We have identified a major bug in the GenomicsDBImport tool that affects all released beta versions of GATK4 up to 4.beta.5 (inclusive). The bug occurs under specific conditions (detailed below) and causes the output of joint calling to be scrambled across samples, i.e. the sample names will not be associated with the correct sample data. For example, the data for sample1
may be labeled as sample3
. The good news is that the results are recoverable as long as you have a record of the exact parameters used in the original command.
So if you have used this tool, please read the detailed description of the bug conditions and recovery procedure below. We apologize for any inconvenience this may cause you.
Going forward, everyone who plans to use GenomicsDBImport should upgrade to GATK4 version 4.beta.6 or later.

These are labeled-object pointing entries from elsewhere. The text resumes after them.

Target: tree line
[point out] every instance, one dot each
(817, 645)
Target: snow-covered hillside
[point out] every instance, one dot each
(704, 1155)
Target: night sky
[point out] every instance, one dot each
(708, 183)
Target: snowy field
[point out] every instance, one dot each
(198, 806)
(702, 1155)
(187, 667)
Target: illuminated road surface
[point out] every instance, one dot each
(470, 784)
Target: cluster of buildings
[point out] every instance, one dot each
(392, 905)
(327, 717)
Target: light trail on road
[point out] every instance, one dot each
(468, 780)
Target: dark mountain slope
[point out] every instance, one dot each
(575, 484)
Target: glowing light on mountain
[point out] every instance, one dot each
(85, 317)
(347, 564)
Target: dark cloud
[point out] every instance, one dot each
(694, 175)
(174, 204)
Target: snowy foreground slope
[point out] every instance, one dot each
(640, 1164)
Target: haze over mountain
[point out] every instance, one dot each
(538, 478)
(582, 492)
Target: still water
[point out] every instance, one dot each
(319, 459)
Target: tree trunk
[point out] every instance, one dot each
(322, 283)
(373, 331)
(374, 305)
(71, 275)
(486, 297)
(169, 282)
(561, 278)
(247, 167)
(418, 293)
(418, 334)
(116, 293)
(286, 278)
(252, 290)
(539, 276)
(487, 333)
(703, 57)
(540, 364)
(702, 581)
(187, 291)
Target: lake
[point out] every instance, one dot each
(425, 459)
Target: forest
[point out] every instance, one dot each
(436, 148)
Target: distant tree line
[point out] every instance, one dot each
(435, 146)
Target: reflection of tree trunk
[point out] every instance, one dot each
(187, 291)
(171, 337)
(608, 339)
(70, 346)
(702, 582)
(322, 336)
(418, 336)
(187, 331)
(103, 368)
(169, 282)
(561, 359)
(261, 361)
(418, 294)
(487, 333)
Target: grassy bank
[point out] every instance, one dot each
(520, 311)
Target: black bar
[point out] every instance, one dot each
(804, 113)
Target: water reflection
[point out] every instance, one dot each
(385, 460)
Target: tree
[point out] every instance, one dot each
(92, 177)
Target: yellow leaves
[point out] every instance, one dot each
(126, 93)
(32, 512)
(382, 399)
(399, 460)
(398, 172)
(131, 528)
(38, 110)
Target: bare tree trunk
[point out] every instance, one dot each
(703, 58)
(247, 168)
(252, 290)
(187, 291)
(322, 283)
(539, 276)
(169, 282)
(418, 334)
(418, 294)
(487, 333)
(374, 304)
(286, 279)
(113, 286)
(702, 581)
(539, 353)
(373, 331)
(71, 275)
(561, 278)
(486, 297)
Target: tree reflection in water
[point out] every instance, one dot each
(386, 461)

Conditions under which the bug occurs
The bug occurs when all of the following conditions are met:
- You used a version of GenomicsDBImport from before GATK4 version 4.beta.6 (for nightlies, up to 4.beta.5-66-g9609cb3-SNAPSHOT);
- You used the
--batchSize
argument with a setting other than 0; - You imported multiple batches, meaning you had more input GVCFs than what your batch size was set to;
- The input GVCFs were not sorted according to Java’s natural sorting of strings (see details below).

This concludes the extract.